Mr O’Brien said that when the government ran out of money on the Metro Rail Project they shovelled more money at it.
“And when they ran out of money on the Westgate Tunnel Project the,y shovelled more money at it – the same with the level crossings,” he said.
“Why is it only regional Victoria that misses out? We know how bad the state’s roads are in regional Victoria. I was down in the Warrnambool area, and about 20 minutes out of town, the state of the road actually shocked me. As a local said to me “in Melbourne you drive on the left, in country Victoria, you drive on what’s left!” and it’s true.
“Where is the money in this budget to fix country roads? Their answer to problem roads is to decrease speed limits. This government treats country Victorians appallingly.”
The government also plans to introduce a new windfall gains tax of up to 50 per cent to be applied to planning decisions to re-zone land from July 1, 2022, something Mr O’Brien said will impact regional Victoria and the Coalition will oppose this in the parliament.
“All of a sudden regional will be hit with this new 50 per cent tax,” he said. This tax puts a penalty on regional Victoria.
“As we begin to emerge from this pandemic, the time has come to make policy decisions and commitments that will turn this state around and to take it to where it needs to be. I want the next election to be a contest of ideas and vision and a contest of who can govern for all Victorians.”
Shadow Treasurer Louise Staley who also spoke at the media dinner said that the Government has put up taxes by $5.8 billion and the state is also receiving an additional $6 billion in increased gst.

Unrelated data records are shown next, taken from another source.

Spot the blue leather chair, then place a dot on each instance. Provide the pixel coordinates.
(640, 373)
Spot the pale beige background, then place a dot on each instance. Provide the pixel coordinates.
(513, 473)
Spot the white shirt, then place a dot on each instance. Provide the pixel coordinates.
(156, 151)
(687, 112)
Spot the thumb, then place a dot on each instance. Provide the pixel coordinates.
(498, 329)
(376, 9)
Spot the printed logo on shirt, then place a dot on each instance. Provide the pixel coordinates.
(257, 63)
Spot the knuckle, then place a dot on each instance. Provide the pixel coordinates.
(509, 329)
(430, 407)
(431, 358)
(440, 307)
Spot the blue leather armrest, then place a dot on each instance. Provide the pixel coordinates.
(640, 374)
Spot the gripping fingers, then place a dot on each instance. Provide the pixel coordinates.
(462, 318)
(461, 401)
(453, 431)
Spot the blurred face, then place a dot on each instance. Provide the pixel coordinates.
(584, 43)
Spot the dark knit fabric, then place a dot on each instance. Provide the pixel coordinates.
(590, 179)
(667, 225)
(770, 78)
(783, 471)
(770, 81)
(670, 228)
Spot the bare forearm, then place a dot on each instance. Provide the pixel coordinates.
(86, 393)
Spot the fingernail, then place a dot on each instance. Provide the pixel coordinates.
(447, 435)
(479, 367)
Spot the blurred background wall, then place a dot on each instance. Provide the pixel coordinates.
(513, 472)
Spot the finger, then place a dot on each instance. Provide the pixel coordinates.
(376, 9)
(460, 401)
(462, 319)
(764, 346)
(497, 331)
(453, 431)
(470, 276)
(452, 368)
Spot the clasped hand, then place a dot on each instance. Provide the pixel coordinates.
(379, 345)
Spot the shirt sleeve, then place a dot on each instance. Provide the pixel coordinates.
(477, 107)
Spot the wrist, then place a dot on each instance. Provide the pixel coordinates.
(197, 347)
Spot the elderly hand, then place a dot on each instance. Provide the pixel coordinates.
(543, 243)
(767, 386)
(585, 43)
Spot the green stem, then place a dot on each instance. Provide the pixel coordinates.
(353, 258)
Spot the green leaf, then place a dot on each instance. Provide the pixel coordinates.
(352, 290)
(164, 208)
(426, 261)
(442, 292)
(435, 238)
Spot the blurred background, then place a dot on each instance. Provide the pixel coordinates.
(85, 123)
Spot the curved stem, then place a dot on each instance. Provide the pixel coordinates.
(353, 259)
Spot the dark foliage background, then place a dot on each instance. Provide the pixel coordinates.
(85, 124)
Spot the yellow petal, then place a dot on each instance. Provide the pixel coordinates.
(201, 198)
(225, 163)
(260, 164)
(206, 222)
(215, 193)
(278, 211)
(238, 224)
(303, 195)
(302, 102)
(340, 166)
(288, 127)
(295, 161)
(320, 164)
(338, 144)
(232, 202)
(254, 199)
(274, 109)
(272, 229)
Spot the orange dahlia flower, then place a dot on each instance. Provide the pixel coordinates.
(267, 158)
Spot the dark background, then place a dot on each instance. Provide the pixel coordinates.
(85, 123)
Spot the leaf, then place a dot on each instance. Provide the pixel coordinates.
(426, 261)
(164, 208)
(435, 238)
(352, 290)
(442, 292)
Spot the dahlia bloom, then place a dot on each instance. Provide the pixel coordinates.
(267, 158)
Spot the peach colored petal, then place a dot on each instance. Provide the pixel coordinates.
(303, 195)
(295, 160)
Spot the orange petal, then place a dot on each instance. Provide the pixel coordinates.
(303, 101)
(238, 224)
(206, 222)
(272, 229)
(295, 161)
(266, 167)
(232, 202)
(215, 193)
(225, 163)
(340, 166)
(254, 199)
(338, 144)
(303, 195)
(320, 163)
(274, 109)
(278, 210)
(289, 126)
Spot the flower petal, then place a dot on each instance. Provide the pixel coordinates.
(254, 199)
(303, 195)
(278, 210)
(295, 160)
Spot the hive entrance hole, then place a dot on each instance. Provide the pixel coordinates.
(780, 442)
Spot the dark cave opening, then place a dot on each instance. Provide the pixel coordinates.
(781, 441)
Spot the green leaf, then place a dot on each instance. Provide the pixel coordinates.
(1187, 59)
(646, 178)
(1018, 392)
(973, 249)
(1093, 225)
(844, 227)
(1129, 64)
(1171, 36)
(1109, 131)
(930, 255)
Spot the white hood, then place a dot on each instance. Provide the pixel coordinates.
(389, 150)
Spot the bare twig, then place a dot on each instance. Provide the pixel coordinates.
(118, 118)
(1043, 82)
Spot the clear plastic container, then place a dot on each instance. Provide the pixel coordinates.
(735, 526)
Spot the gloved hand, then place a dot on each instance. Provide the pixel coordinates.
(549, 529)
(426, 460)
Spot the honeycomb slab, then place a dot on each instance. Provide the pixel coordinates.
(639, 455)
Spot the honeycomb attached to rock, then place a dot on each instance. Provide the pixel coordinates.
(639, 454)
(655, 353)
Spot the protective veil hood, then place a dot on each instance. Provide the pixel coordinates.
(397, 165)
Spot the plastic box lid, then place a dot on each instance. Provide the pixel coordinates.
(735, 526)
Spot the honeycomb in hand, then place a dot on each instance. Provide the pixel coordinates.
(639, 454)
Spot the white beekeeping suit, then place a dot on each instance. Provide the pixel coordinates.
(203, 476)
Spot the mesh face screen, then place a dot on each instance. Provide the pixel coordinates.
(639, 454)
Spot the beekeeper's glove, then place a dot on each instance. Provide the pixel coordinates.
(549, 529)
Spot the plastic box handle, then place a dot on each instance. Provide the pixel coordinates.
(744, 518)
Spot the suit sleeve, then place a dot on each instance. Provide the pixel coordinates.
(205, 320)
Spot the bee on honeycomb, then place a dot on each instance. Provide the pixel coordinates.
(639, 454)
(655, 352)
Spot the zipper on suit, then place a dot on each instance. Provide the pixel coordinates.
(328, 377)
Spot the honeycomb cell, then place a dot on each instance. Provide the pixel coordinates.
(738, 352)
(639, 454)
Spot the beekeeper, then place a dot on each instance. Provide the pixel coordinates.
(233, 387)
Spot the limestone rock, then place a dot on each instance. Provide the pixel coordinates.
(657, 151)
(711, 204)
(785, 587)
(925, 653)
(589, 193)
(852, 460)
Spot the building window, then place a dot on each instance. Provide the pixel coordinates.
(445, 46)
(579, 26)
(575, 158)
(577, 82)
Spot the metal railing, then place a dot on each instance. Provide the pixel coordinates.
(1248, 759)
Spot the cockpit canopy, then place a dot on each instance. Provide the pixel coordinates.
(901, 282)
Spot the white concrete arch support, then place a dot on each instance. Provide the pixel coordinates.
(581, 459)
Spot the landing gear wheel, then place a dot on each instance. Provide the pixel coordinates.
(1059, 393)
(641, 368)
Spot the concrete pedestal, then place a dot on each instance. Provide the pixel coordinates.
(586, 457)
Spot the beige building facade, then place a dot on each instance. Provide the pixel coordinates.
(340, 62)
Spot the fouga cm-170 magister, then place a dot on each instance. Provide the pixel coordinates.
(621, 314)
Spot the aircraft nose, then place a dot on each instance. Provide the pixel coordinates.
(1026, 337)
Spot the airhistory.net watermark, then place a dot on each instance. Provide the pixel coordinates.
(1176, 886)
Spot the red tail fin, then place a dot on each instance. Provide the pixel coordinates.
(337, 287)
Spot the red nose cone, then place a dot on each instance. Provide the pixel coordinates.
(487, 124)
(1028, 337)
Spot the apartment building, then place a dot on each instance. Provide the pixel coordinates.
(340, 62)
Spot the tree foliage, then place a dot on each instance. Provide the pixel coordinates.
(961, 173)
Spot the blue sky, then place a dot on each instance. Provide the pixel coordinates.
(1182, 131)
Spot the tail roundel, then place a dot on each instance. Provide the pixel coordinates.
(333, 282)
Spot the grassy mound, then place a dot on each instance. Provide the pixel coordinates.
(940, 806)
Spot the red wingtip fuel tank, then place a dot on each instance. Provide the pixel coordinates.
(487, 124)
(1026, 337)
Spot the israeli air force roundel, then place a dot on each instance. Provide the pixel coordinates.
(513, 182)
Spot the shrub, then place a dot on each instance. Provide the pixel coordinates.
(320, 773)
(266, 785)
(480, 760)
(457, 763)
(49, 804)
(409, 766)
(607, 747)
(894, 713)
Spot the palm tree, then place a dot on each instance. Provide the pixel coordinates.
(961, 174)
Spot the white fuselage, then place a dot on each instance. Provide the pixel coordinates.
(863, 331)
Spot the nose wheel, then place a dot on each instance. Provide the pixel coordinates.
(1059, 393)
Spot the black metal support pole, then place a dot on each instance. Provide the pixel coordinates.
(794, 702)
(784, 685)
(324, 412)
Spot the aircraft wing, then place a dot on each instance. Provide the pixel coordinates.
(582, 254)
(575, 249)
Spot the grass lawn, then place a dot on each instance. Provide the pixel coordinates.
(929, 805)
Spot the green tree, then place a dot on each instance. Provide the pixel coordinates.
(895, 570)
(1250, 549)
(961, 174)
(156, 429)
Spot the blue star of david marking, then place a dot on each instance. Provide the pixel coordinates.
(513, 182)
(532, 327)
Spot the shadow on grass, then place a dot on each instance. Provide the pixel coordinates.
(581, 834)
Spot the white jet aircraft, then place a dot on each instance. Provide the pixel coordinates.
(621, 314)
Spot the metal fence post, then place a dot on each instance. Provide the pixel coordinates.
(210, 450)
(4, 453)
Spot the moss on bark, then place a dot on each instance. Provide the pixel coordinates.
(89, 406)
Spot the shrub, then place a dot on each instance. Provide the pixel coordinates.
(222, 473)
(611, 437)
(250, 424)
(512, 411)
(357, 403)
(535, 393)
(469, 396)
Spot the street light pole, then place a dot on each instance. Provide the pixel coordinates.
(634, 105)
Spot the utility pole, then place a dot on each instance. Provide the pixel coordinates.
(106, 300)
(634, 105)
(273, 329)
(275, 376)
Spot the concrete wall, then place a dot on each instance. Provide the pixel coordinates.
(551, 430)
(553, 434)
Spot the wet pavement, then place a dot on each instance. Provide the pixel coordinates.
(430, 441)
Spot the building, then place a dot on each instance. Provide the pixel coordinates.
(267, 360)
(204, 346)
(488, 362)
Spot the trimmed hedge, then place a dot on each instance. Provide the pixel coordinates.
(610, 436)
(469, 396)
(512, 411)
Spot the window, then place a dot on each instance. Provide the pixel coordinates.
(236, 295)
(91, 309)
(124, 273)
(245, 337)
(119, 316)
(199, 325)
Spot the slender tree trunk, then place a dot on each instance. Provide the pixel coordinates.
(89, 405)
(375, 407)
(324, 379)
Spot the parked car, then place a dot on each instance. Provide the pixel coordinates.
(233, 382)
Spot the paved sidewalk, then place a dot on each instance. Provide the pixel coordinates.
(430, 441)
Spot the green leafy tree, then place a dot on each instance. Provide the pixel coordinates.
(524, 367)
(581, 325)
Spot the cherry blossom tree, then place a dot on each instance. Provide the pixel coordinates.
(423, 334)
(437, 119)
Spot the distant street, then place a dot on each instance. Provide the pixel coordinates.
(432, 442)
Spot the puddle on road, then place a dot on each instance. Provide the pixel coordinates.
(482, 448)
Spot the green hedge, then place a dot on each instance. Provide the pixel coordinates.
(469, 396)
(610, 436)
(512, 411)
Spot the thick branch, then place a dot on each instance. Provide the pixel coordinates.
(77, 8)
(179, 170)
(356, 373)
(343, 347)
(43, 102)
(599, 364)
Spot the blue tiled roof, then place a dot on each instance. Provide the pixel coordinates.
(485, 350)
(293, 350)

That is a huge increase in the revenue line of the government. If you have an extra $12 billion, you would expect to see some of that in projects and services for regional Victoria, but that isn’t what we are seeing in this budget. Regional Victoria has been badly short changed.
Ms Staley was also scathing in her assessment of the re-zoning tax which she said would add an estimated $20,000 to a house and land package in regional Victoria.
“Anywhere that has significant housing development going on will be impacted by this at a time when the market is running hot and people are moving to the regions in the wake of COVID.”
On top of that impost, a premium stamp duty will also be introduced, with property transactions above $2 million attracting a $110,000 duty plus 6.5 per cent of the dutiable value in excess of $2 million.
Michael O’Brien has said that a Coalition Government would scrap the tax-hike.
“The hike in stamp duty will make it harder for more Victorian families to afford to buy a home,” Mr O’Brien said.
“Labor wants to jack up its stamp duty tax to make up for the record budget black hole including billions of dollars of waste on botched infrastructure projects.
“While the Federal Liberal Government is putting more money into the economy by cutting taxes, Victorian Labor is putting our economic recovery at risk by raising taxes. This is the worst possible outcome at the worst possible time.”